If a landlord attempts to evict a tenant without using the court process, he or she can be liable to the tenant for damages. Self-eviction measures include turning off essential services or utilities, denying the tenant access to the property, threatening the tenant or purposely not repairing a dangerous condition or creating one.
10-Day Notice to Quit
A landlord’s first step per the Indiana eviction laws is to serve a written 10-Day Notice to Quit. This is a simple form, which merely states that the tenant has no more than 10 days to leave the property unless rent due is paid within 10 days or a violation of the lease has been corrected. A description of the property is needed along with the date of the notice and signature of the landlord.
The landlord also must wait 10 days after the rent is due before serving an Indiana eviction notice if the reason for the eviction is nonpayment of rent.
There are circumstances where compliance is not an option if the tenant substantially damaged the property, was habitually late with rent payments, or committed a criminal offense on the premises.
For month-to-month tenancies, the landlord need not give a reason for the eviction but must give the tenant a written 30-day Indiana eviction notice.
There are situations where no notice is required. This includes a tenant who has held over after expiration of the lease period or where the tenant commits waste.
Service of Notice
The written notice to quit must be properly served. A landlord can serve it personally on the tenant or on an adult subtenant provided the server explains the notice’s contents to the subtenant. If no tenant is present, the server may post the notice to the unit door or leave it in a conspicuous location.
Action for Immediate Possession
Once the tenant fails to comply with the notice, the landlord can file an action for Immediate Possession rather than an eviction action. This proceeding is only to determine who has rightful possession of the premises. A landlord can certainly negotiate with the tenant and extend the time for payment of past due rent or for other remedies, but accepting partial payment of rent could waive the landlord’s right to continue with the present court action.
- Affidavit for Immediate Possession
For an Immediate Possession action, the landlord completes an Affidavit for Immediate Possession, which can be obtained on the court website or from any legal documents store.

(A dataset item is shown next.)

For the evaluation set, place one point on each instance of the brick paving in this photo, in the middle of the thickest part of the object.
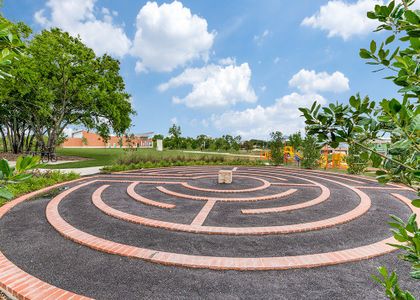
(23, 285)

The court will issue an order to the tenant called an Order to Show Cause and directing the tenant to appear at a certain time and place, usually no earlier than 5 days after service of the order. The order asks the tenant to appear and respond to the affidavit by filing his or her own affidavits contesting the action or by providing testimony at the hearing.
- Petition for Emergency Possessory Order
In emergency situations where the landlord demonstrates probable cause that the tenant is damaging the property or the property is in immediate danger of destruction or may be sold to an innocent buyer, the landlord can petition the court for an emergency prejudgment possessory order before the hearing and ask to shorten the time for the order to show cause hearing to 48-hours notice.

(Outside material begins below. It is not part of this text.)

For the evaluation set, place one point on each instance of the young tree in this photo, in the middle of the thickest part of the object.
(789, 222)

The court can also issue temporary restraining orders against the tenant to preserve the rights of the parties and the status of the property.
The Indiana eviction process also requires that the landlord obtain a surety bond before the court issues the possession order and before the final judgment or before the order to show cause hearing.
To prevail at the order to show cause hearing, one party must prove their right to possession and use of the property by a reasonable probability. If the landlord prevails at the hearing or the tenant fails to appear, the court will issue a final judgment and order of possession, which may be delivered to the tenant at the hearing if present.
Once the issue of possession is decided, there may be a subsequent hearing to determine how much the tenant owes in rent, or to detemine how much the landlord owes in damages to the tenant if the tenant prevailed.
The tenant may be able to challenge an eviction by presenting any of the following defenses:
- Waiver of right to evict. Unless the landlord has the tenant sign a document stating that partial payment of rent is not a waiver of the landlord’s right to evict the tenant for nonpayment of rent, acceptance of partial payment may be a waiver.
- Landlord’ failure to maintain the property. A tenant can deduct the cost of repairs if the tenant has provided written notice to the landlord and he or she has not remedied the defective condition within a reasonable time.
- Constructive eviction. The tenant was forced to vacate the premises because the unit was unfit or uninhabitable due to the landlord’s negligence or failure to repair a dangerous or unsafe condition.
- Retaliation. The eviction was in response to the tenant having complained about the property’s condition, joined or participated in a tenant’s rights organization or exercised any other legal right.
- Discrimination. The tenant brought the eviction based primarily on the tenant’s family status, religion, national origin, creed, sexual orientation or disability.
Removal of Tenant
Once the sheriff or executing officer serves the tenant with the order of possession, the tenant only has 48-hours to vacate the premises.